コンビの相方殺し(創作に関する互いの価値観・方向性の違い)という根源的な動機が絡む本作品は、人気配信者という現代的な職業の犯人かつ、視聴者が見る生配信の最中に行われる犯行が見事に組み合わさったトリッキーな作品でした。

『悪童エクスプレス』名義で活動する「よっちゃん」と「チョロ」は、結成当初は身体を張ったネタ(世界一臭い缶詰シュールストレミングの開封、プリンに醤油でウニ味になるか、電気水コップなど)で、非常に配信を楽しんでいたように見えます。

しかし、配信が軌道に乗ると「よっちゃん」は、企業案件ばかりを取り扱うようになり、視聴者受けを狙って再生数を稼ぐためにヤラセにも手を出すようになります。ここから、明確に動画配信を『仕事』として扱い、金や再生数といった目に見える要素に価値観を見出すのです。

一方で「チョロ」は、自分の意思を通して2人で好きなことに取り組んでいく楽しさ、何かを作り誰かが面白いと言ってくれる体験といった唯一無二の要素に魅力を感じているのだと思います。自分の作品を一番最初に見てくれて共有できる存在が「よっちゃん」であり、加えて自分自身が満足できる作品を生み出したいといった目に見えない部分に価値観を見出しているんですね。

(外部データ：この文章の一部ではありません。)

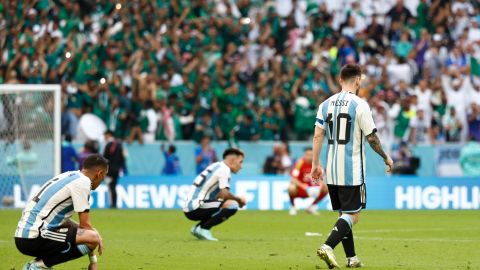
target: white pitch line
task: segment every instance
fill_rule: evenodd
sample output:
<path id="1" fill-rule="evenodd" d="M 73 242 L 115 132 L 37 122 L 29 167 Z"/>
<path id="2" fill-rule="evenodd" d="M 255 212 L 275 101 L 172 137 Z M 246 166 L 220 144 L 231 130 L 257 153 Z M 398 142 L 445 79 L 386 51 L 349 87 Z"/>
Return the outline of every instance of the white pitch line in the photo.
<path id="1" fill-rule="evenodd" d="M 354 236 L 355 239 L 371 240 L 371 241 L 403 241 L 403 242 L 460 242 L 460 243 L 472 243 L 480 242 L 480 239 L 444 239 L 444 238 L 398 238 L 398 237 L 363 237 Z"/>
<path id="2" fill-rule="evenodd" d="M 384 232 L 427 232 L 427 231 L 470 231 L 472 228 L 424 228 L 424 229 L 378 229 L 354 230 L 355 233 L 384 233 Z"/>

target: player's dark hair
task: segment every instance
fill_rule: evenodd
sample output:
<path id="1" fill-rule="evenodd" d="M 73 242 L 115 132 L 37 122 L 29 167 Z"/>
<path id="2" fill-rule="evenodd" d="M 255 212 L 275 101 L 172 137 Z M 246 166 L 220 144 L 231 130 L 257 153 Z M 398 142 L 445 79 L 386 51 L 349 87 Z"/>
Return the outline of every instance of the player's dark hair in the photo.
<path id="1" fill-rule="evenodd" d="M 102 157 L 100 154 L 92 154 L 89 155 L 84 161 L 83 161 L 83 167 L 86 170 L 89 169 L 94 169 L 94 168 L 107 168 L 108 167 L 108 160 L 104 157 Z"/>
<path id="2" fill-rule="evenodd" d="M 357 64 L 346 64 L 340 70 L 340 79 L 348 81 L 362 75 L 362 68 Z"/>
<path id="3" fill-rule="evenodd" d="M 242 157 L 245 156 L 245 154 L 240 149 L 228 148 L 227 150 L 225 150 L 225 152 L 223 152 L 223 159 L 231 155 L 242 156 Z"/>

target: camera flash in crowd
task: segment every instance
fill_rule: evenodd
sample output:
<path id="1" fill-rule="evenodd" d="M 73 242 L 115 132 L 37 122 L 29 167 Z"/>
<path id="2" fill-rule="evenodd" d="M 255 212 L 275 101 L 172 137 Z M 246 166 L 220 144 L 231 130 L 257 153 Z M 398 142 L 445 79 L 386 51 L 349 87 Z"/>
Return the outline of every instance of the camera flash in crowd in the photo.
<path id="1" fill-rule="evenodd" d="M 242 19 L 240 20 L 240 22 L 241 22 L 242 24 L 249 24 L 250 21 L 251 21 L 251 20 L 250 20 L 250 18 L 248 18 L 248 17 L 242 18 Z"/>

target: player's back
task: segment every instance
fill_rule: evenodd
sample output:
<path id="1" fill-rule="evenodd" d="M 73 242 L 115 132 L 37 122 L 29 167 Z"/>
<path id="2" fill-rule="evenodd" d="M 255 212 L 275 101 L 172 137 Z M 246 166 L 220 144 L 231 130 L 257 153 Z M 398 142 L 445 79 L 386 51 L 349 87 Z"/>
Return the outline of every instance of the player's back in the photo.
<path id="1" fill-rule="evenodd" d="M 230 168 L 223 161 L 210 164 L 195 177 L 183 210 L 189 212 L 204 201 L 216 199 L 221 189 L 229 187 L 230 176 Z"/>
<path id="2" fill-rule="evenodd" d="M 65 172 L 47 181 L 27 202 L 15 236 L 35 238 L 42 230 L 62 225 L 74 210 L 88 209 L 90 188 L 90 179 L 80 171 Z"/>
<path id="3" fill-rule="evenodd" d="M 370 107 L 357 95 L 342 91 L 319 106 L 328 141 L 327 184 L 361 185 L 365 180 L 364 137 L 375 132 Z"/>

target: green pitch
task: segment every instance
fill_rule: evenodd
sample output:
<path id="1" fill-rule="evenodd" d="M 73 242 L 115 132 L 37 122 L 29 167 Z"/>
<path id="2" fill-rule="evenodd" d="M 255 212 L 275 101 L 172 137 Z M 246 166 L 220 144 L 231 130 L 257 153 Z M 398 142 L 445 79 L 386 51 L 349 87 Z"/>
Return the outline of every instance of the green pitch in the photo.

そのため、現在の配信スタイルは、自分がやりたいと思えるようなネタではなくなり、さらに視聴者に対して嘘をつくという良心の呵責が耐えられなり、心から尊敬する「よっちゃん」のファンでもなくなってしまう。ヤラセを告白することで、現在の地位を破壊してまでも、再び楽しかったあの頃に戻りゼロからやりなおしたいという思いがあったわけです。

犯行後にSNS(「よっちゃんはどんな気持ちなんだろう」のコメント)を見て犯人が口ずさむのが、ゆず『超特急』でした楽しかった過去を振り返りながら前に進む決意を秘めた歌詞となっており、犯人と被害者との価値観のズレが垣間見え、かつての思い出とも決別する瞬間でもあります。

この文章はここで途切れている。